Use according to the preceding claim 14, characterized in that the weighting factor w ^3D is calculated as: w ^3D = 1 - η ^3D . Use according to one of the preceding claims 14 to 15, characterized in that the anisotropy η ^IF in the plane of the filter I _{IF is} calculated using

where v IF / max and v IF / min represent the maximum and minimum variances in the plane of the filter I ^IF . Use according to one of the preceding claims 14 to 16, characterized in that the weighting factor w ^IF is calculated as: w ^IF = 1 - η ^IF . Use according to one of the preceding claims 14 to 17, characterized in that the anisotropy η ^⊥ in the directions v _⊥ and v _min calculated with

Use according to one of the preceding claims 14 to 18, characterized in that the weighting factor w ^⊥ is calculated as: w ^⊥ = 1 - η ^⊥ . Use according to one of the preceding claims 1 to 19, characterized in that the tomographic representation data are read by an X-ray computer tomography device ( 1 ) be generated.

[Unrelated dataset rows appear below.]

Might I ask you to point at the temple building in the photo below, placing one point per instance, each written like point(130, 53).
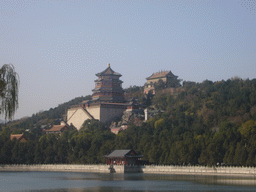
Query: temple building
point(165, 76)
point(107, 101)
point(108, 87)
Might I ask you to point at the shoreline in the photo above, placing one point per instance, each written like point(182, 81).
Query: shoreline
point(148, 169)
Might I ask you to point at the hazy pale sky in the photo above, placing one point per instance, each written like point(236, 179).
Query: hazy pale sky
point(57, 46)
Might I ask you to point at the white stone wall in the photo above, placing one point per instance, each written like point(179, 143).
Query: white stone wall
point(190, 170)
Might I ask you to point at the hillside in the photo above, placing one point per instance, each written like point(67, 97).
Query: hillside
point(201, 123)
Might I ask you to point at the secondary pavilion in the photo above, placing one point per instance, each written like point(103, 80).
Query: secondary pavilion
point(123, 157)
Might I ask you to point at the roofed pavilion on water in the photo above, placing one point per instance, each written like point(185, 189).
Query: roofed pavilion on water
point(123, 157)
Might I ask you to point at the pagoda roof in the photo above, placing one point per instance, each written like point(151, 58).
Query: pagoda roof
point(17, 136)
point(161, 74)
point(56, 128)
point(108, 71)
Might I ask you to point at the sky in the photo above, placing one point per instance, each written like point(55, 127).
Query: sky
point(57, 46)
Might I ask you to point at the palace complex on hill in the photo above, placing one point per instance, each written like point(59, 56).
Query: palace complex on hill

Use according to one of the preceding claims 1 to 19, characterized in that the tomographic presentation data be generated by a magnetic resonance tomography device. Use according to one of the preceding claims 1 to 19, characterized in that the tomographic presentation data be generated by an ultrasonic tomography device. Use according to one of the preceding claims 1 to 22, characterized in that the recognition of the High contrast object an automatic diagnosis and diagnosis connects. System for computer-aided detection of high-contrast objects in tomographic representations of a patient, preferably in CT, NMR or tomographic ultrasound images, with at least a recording device and a computer with computer programs to operate the system, characterized in that program code containing the steps of one of the preceding method claims imitating during operation.